Tonie is from the Eastern side of Berlin, and her apartment is only a few blocks from Alexanderplatz, the heart of former East Berlin and currently one of three "centers" of the unified city. As we walked the streets that evening and much of the next day, she gave me the impression that the distinctive features of the town were being swallowed up every day by the spreading gentrification and touristification of the city. It is probably natural for most of us to feel nostalgic when the things we grew up with change rapidly and irreversibly, and I couldn't help sharing her sadness over the disappearance of cheap cozy cafes, goofy artwork and other distinctive features of the neighborhood.

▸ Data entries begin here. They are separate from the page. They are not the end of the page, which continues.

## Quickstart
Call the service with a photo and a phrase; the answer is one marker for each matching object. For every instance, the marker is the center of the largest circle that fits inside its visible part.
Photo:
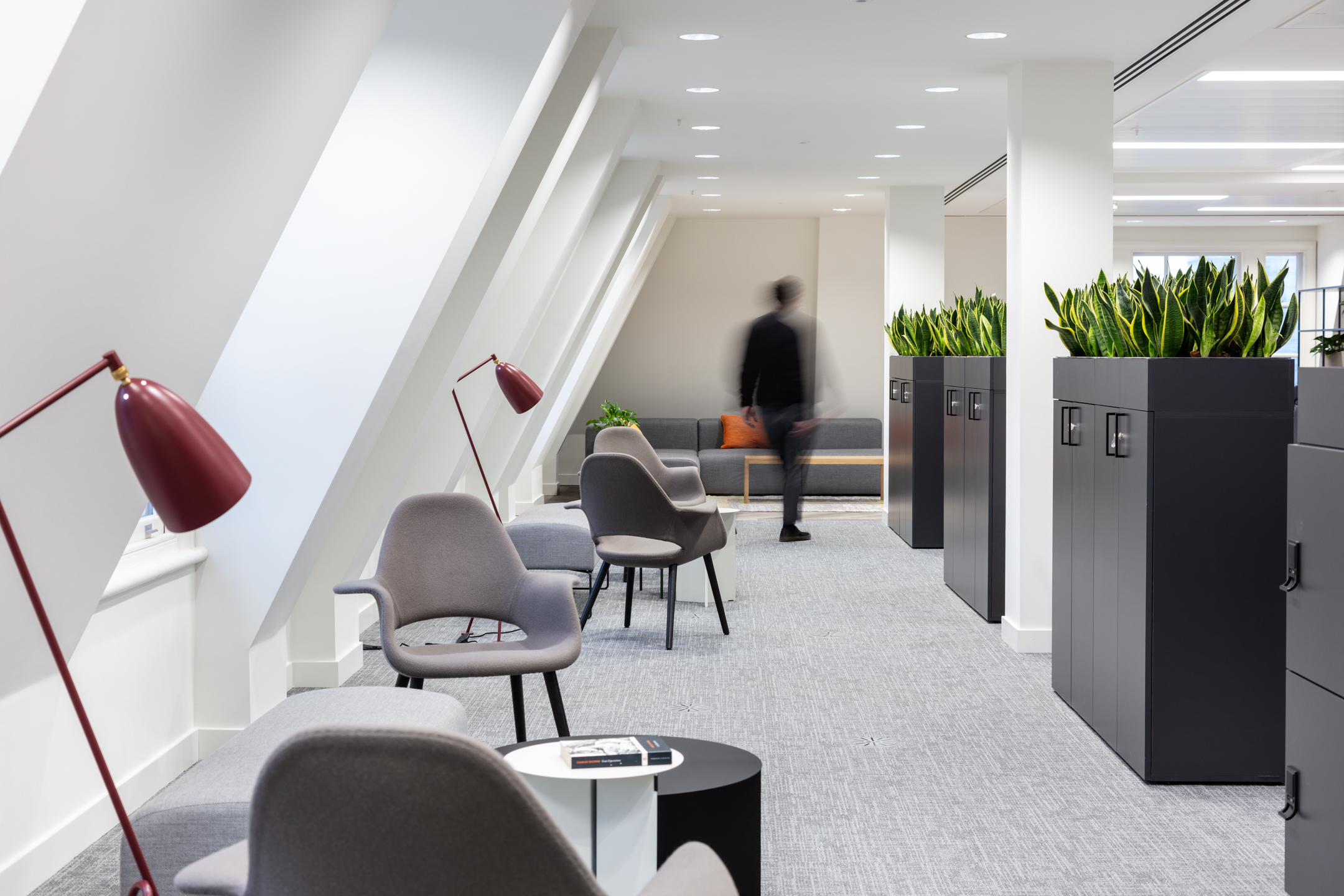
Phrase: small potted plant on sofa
(1171, 430)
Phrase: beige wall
(976, 254)
(850, 314)
(681, 350)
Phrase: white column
(1060, 231)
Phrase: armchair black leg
(671, 604)
(553, 691)
(515, 684)
(714, 586)
(629, 594)
(597, 586)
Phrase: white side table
(693, 584)
(610, 816)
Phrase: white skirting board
(58, 847)
(1026, 640)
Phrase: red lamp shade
(518, 387)
(190, 475)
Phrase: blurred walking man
(778, 378)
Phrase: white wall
(681, 350)
(976, 254)
(850, 312)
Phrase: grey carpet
(906, 749)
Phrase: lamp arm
(110, 362)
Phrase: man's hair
(786, 289)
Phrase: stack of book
(602, 753)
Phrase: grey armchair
(635, 525)
(682, 484)
(447, 555)
(386, 812)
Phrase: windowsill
(149, 561)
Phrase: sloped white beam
(405, 194)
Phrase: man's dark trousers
(778, 421)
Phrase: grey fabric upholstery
(661, 433)
(447, 555)
(721, 472)
(206, 808)
(681, 484)
(553, 538)
(622, 499)
(382, 812)
(679, 457)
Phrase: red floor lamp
(523, 394)
(191, 477)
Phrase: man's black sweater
(773, 366)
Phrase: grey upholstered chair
(682, 484)
(447, 555)
(635, 525)
(389, 812)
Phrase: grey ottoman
(206, 808)
(553, 538)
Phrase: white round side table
(610, 816)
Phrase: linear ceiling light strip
(1178, 40)
(997, 164)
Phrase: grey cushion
(553, 538)
(661, 433)
(679, 457)
(206, 808)
(721, 470)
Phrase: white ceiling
(812, 90)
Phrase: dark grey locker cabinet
(1169, 633)
(914, 450)
(973, 474)
(1314, 578)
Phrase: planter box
(1170, 496)
(1315, 716)
(914, 450)
(973, 448)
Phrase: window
(1294, 263)
(1164, 265)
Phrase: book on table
(609, 753)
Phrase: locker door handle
(1295, 562)
(1289, 795)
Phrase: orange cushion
(738, 434)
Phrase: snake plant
(976, 325)
(1203, 312)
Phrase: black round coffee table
(714, 797)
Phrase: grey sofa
(683, 441)
(206, 808)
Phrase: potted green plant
(1169, 627)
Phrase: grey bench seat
(205, 809)
(553, 538)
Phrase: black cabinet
(1167, 621)
(914, 450)
(973, 449)
(1314, 863)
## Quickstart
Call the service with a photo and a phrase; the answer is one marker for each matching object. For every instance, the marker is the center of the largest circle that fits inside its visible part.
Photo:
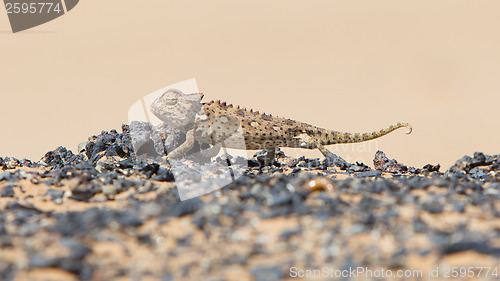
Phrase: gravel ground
(109, 214)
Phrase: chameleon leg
(183, 148)
(212, 151)
(322, 149)
(311, 142)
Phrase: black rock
(266, 273)
(7, 191)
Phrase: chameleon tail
(339, 137)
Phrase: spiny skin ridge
(325, 136)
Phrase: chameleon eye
(172, 101)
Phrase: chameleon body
(218, 123)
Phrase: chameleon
(219, 124)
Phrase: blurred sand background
(349, 66)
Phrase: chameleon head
(177, 109)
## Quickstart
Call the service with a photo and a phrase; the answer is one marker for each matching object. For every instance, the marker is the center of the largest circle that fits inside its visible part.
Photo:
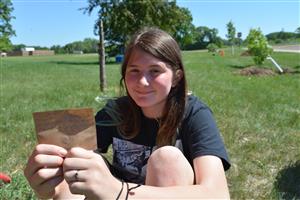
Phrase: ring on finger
(76, 176)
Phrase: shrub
(212, 47)
(258, 46)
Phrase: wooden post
(102, 76)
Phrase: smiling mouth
(143, 93)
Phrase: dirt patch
(257, 71)
(246, 53)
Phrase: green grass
(259, 117)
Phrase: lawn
(258, 116)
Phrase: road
(287, 48)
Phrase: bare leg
(167, 166)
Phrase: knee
(167, 166)
(165, 156)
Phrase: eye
(133, 70)
(155, 71)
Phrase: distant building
(3, 54)
(30, 51)
(77, 52)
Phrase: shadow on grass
(80, 63)
(73, 63)
(239, 66)
(287, 184)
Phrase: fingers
(79, 159)
(78, 187)
(80, 153)
(42, 161)
(47, 189)
(49, 149)
(75, 176)
(43, 156)
(44, 175)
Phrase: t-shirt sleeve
(104, 133)
(203, 136)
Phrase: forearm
(174, 192)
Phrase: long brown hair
(162, 46)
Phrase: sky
(59, 22)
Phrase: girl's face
(148, 81)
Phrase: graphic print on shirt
(130, 157)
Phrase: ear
(177, 77)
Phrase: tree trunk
(101, 52)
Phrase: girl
(165, 143)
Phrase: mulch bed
(257, 71)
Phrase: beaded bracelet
(120, 190)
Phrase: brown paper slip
(66, 128)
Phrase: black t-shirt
(197, 136)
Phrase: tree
(231, 35)
(204, 36)
(258, 46)
(6, 30)
(121, 19)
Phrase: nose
(144, 80)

I was particularly interested in the graffiti artwork I saw everywhere, even in what have now become rather posh parts of town. Graffiti is one of the very few modern means of individual expression that stands a chance of reaching a mass audience. Unfortunately, most graffiti, like most individual expression is so personal that it is completely uninteresting, but the occasional piece jumps into the political or public realm and demands a reaction by the sheer directness of presentation. "Soldiers are murderers" said one, half obscured by vines. The German Supreme Court recently found this phrase to go beyond permissible free speech, and its use is now prohibited in a public context.

A lot of graffiti are reminders of the violent clashes between police and demonstrators that occur here every year around May Day. Demonstrators toss cobblestones at the police, who retaliate with water cannons. The protesters have legitimate greviances to air, but also turn the protests into a sort of street celebration, often with music and bousterous merrymaking. Based on my friend's description, these demonstrations lack the broad-based participation of the French ones, are less peaceful than the Spanish ones, but the balance of power is not overwhelmingly with the police, as in the United States.

The war between graffiti artists and gentrifiers appears to rage on every corner. Sometimes a newly renovated facade will have an ugly scrawl, like a wound on its belly. Other times, street art that has amused passers-by for years will be painted over with bright but utterly boring paint. Like any war, this one has many casualties. Most Berliners probably sympathize with one or the other side, but, for me, both have their own appeal. Unfortunately, to hope that the clash will preserve the best of both worlds is probably too optimistic. In the meantime, I tried to take as many pictures as I could, to preserve at least a snapshot of this dynamic world.